I'm pleased to hear (Autumn 2009) that the Large Hadron Collider shall soon be back in service. One of the main reasons for its existence is to search for Higgs Bosons. I believe I am not alone in this, but I can only speak clearly for myself, so I shall stick with the first person singular: I do not believe the Higgs boson exists.
Of course, saying that publicly may – via Murphy's Law – make its imminent discovery inevitable. In such a case I shall be proven wrong and shall welcome the proof. Science does that – both sides of it; proving things and accepting proof. In any case, I am glad the LHC has been built and shall search for the Higgs boson. If it finds some, we'll have resolved an important question: if it does not, we'll have significant evidence (but not proof) that it doesn't exist. In the mean time, the LHC shall collect a truly vast quantity of data on the details of the Standard Model of particle physics; collecting that data is, in my opinion, important in its own right.
So, the public (i.e. you) might reasonably ask, what is this Higgs boson, and why's it such a big deal ? The standard model's one flaw is that it fails to account for the masses of the particles it describes: it cannot explain why the proton and neutron have nearly two thousand times the mass of the electron, for example. There is a theoretical construct, called the Higgs field, that provides a mechanism for the standard model to account for these masses; and a natural consequence of a field, in quantum field theory, is an associated boson. Just as the electromagnetic field gives rise to the photon, the Higgs field gives rise to a Higgs boson.
When the standard model was developed, in the 1970s (with plenty of
lead-in from before), its account of the weak interaction
, which
mediates nuclear decay and other kinds of transmutation, was expressed in
terms of new fields which implied the existence of two bosons, called W and
Z. It made predictions as to their masses (given the masses of other
particles), on the order of a hundred times the mass of a nucleon (proton or
neutron) – heavier than iron atoms. In the early 1980s, the W and Z
were found and matched predictions.
Contrast this tale with that of the Higgs boson: it was initially hoped that the then-existing collider at CERN might be powerful enough to find the Higgs. The shut-down of CERN prior to the massive upgrade to the LHC was delayed to push its range to what was hoped would find the Higgs boson. To no avail: theoreticians went back to the drawing board and revised their models to justify believing that the Higgs boson was more massive than that.

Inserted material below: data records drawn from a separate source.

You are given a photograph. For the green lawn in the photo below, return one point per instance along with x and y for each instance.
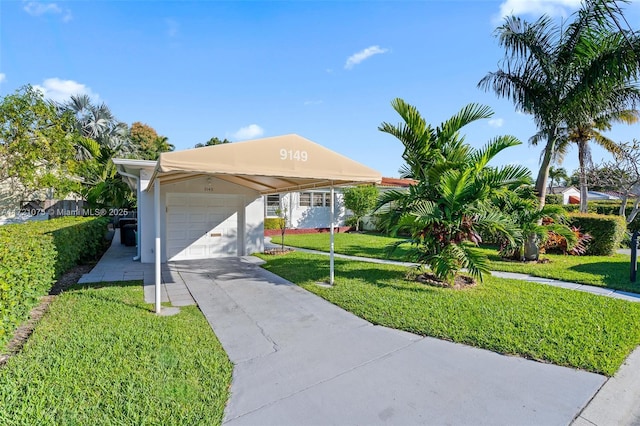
(546, 323)
(603, 271)
(101, 356)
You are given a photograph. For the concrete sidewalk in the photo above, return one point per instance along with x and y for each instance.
(299, 360)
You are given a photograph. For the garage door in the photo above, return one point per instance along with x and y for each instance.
(201, 226)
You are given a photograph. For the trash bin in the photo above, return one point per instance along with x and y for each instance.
(122, 223)
(129, 234)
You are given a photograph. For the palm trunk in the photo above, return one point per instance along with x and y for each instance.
(582, 159)
(543, 173)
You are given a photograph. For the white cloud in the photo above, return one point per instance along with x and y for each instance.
(358, 57)
(496, 122)
(61, 90)
(249, 132)
(561, 8)
(36, 8)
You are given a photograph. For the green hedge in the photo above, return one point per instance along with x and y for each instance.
(606, 231)
(34, 254)
(272, 222)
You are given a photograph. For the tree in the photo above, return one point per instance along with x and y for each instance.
(213, 141)
(450, 207)
(621, 175)
(557, 175)
(36, 144)
(149, 144)
(566, 76)
(104, 138)
(361, 200)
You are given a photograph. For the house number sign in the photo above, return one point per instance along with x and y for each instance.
(293, 155)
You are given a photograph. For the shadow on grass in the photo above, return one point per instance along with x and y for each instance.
(614, 274)
(105, 297)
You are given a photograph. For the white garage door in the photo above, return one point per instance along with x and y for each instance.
(201, 226)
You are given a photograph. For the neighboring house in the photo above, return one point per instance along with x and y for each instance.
(311, 209)
(571, 195)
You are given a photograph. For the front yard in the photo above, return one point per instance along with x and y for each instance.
(545, 323)
(101, 356)
(604, 271)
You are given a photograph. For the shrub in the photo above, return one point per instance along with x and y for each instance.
(553, 199)
(606, 232)
(34, 254)
(272, 222)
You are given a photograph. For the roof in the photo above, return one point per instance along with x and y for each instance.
(268, 165)
(397, 182)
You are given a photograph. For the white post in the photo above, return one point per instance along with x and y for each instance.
(156, 208)
(331, 272)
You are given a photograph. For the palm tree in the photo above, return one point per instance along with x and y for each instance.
(565, 77)
(556, 175)
(450, 207)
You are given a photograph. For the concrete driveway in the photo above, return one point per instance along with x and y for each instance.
(300, 360)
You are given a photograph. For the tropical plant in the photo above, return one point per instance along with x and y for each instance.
(535, 224)
(566, 76)
(361, 200)
(557, 175)
(450, 207)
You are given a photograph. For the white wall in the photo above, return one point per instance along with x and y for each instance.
(251, 219)
(312, 217)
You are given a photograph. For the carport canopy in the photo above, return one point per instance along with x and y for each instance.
(269, 166)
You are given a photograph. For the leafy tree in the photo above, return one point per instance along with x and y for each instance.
(36, 144)
(535, 224)
(361, 200)
(557, 175)
(450, 207)
(149, 144)
(566, 76)
(104, 138)
(213, 141)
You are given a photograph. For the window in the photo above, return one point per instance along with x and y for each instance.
(272, 204)
(315, 199)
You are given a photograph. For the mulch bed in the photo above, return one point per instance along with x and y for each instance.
(23, 332)
(460, 281)
(278, 251)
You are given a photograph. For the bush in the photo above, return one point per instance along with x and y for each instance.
(553, 199)
(606, 231)
(34, 254)
(272, 222)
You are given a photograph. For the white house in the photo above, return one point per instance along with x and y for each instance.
(209, 202)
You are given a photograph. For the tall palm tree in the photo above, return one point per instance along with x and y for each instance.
(450, 206)
(565, 76)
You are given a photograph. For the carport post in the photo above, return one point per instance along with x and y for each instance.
(158, 259)
(331, 274)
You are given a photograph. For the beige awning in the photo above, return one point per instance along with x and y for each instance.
(269, 165)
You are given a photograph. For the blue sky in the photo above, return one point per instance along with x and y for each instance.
(326, 70)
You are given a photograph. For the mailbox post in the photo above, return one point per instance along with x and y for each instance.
(634, 256)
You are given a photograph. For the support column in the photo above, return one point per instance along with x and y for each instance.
(157, 252)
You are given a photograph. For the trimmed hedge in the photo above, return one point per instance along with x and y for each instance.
(34, 254)
(606, 232)
(272, 222)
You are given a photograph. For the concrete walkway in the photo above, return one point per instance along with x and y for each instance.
(299, 360)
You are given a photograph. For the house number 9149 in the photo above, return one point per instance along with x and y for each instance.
(291, 155)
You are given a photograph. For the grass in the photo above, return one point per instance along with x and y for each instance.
(541, 322)
(100, 356)
(603, 271)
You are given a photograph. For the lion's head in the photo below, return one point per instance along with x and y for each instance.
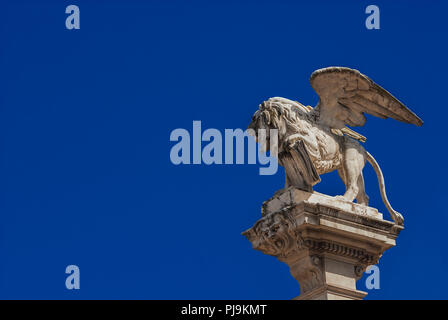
(287, 116)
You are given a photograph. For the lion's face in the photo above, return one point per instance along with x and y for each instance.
(269, 116)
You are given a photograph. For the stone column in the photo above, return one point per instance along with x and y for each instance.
(326, 241)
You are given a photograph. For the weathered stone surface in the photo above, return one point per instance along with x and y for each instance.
(326, 242)
(313, 141)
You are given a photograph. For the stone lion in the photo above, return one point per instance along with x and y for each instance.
(314, 141)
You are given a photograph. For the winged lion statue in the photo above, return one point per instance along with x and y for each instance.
(314, 141)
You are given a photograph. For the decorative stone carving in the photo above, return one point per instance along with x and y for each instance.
(314, 141)
(327, 242)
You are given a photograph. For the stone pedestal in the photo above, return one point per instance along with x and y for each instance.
(326, 241)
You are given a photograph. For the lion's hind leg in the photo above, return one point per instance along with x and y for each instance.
(362, 197)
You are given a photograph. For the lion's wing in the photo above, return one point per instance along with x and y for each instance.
(347, 94)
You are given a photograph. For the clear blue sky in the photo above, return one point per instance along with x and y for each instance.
(86, 115)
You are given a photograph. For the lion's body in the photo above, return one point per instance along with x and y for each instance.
(326, 150)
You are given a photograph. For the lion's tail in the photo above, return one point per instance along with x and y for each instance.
(398, 218)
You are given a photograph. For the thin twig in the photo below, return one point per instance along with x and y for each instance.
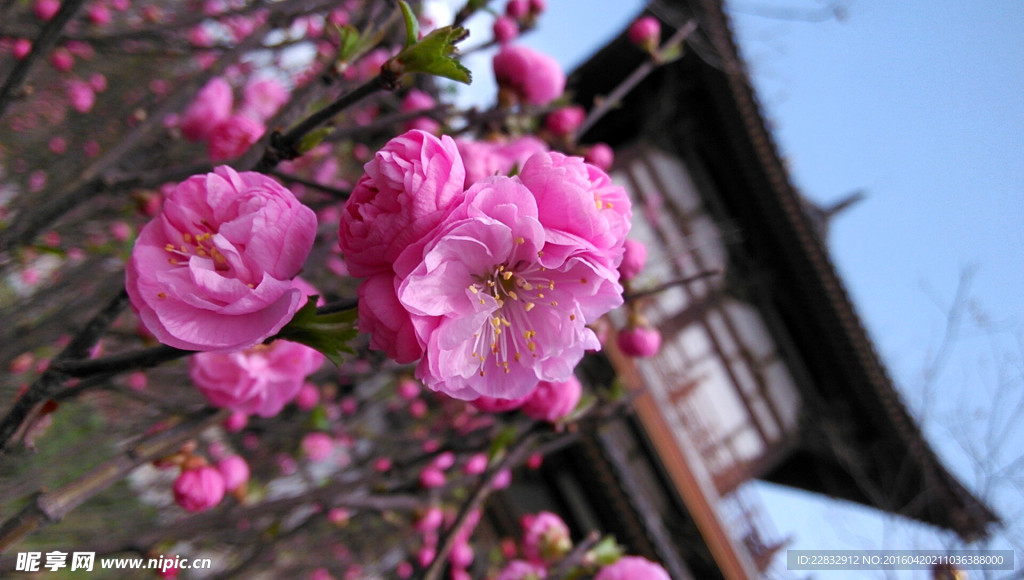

Now, I'm not complaining at theoreticians doing that – the Higgs theory is the best account we have of the masses in the standard model, so working out how it has to be adapted to fit the data is the best they can do – but I always get uncomfortable about a theory that's so vague that we could be left revising it endlessly to account for negative experimental results, without ever quite being able to reject it. On its own, that wouldn't (yet) be a reason to reject the Higgs model; although it is grounds to look for what other theories we can reasonably build.
I find the Higgs theory æsthetically displeasing: it feels bolted
on
to the standard model. It feels wrong. So I'm thinking about
what else we can do.
Post script (Summer 2011): the LHC's experiments proceed apace and the data remain unclear on the Higgs boson, although there are hopes that the situation should be clearer (one way or the other) by the end of 2011.